ダイヤモンドバックス平野佳寿投手(34)が、日本人メジャー1年目のホールド記録で単独2位に躍り出た。エンゼルス戦で2点リードの7回に登板。ソロ本塁打を浴び2/3回を1失点も、今季28ホールド目を挙げた。夏の甲子園で準優勝した秋田・金足農の戦いぶりなどを見聞きし、高校球児に感銘を受けて原点回帰。勝利の方程式を全うし、リーグ優勝へ突き進む。

 高校球児のように、平野は全力で腕を振った。2点リードの7回、2番手でマウンドへ。6球で2死を奪った。代打マルテには制球を乱し、フルカウントから高めの直球を左翼へ運ばれた。「思い切って投げて打たれた。打たれたのは力負け」と悔しさを表現した。
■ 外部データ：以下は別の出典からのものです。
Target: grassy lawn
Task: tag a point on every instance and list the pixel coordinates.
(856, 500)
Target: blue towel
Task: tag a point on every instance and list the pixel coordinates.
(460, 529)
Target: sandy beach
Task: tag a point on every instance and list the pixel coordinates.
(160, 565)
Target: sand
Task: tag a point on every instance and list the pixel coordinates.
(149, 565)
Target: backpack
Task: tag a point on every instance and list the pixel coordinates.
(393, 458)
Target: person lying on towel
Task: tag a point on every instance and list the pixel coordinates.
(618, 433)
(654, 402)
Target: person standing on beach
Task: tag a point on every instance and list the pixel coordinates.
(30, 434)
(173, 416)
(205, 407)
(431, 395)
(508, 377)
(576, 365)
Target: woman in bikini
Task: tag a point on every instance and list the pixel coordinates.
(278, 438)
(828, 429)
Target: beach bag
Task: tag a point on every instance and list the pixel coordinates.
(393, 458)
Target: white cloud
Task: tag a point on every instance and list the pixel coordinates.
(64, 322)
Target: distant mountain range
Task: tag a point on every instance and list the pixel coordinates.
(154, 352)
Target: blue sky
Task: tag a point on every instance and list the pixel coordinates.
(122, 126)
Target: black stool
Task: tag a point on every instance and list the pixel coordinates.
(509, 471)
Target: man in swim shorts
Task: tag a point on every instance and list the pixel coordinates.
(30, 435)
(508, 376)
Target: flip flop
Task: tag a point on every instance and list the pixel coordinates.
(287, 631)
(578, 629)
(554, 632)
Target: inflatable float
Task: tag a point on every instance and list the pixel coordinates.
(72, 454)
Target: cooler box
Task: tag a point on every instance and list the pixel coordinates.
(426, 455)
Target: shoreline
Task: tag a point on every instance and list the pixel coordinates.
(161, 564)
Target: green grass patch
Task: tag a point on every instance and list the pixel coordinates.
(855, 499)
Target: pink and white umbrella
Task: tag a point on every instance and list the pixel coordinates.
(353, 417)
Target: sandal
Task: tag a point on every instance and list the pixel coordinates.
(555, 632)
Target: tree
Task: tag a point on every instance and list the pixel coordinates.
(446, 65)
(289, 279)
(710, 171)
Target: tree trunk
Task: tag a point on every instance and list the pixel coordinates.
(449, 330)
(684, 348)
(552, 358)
 今季28ホールドを挙げても笑顔はなかったが、高校野球の話題になると表情が晴れた。秋田・金足農の快進撃には「なんか、すごいエースの子が投げてるところですね」と声のトーンを上げた。「昨日(決勝で)打たれたでしょう。それまでも、ニュースでは見てましたよ。全部投げていたっていうことで。すごい暑い中、大丈夫かなと思うくらい」。エース吉田の力投は遠くアメリカで腕を振る平野まで伝わっていた。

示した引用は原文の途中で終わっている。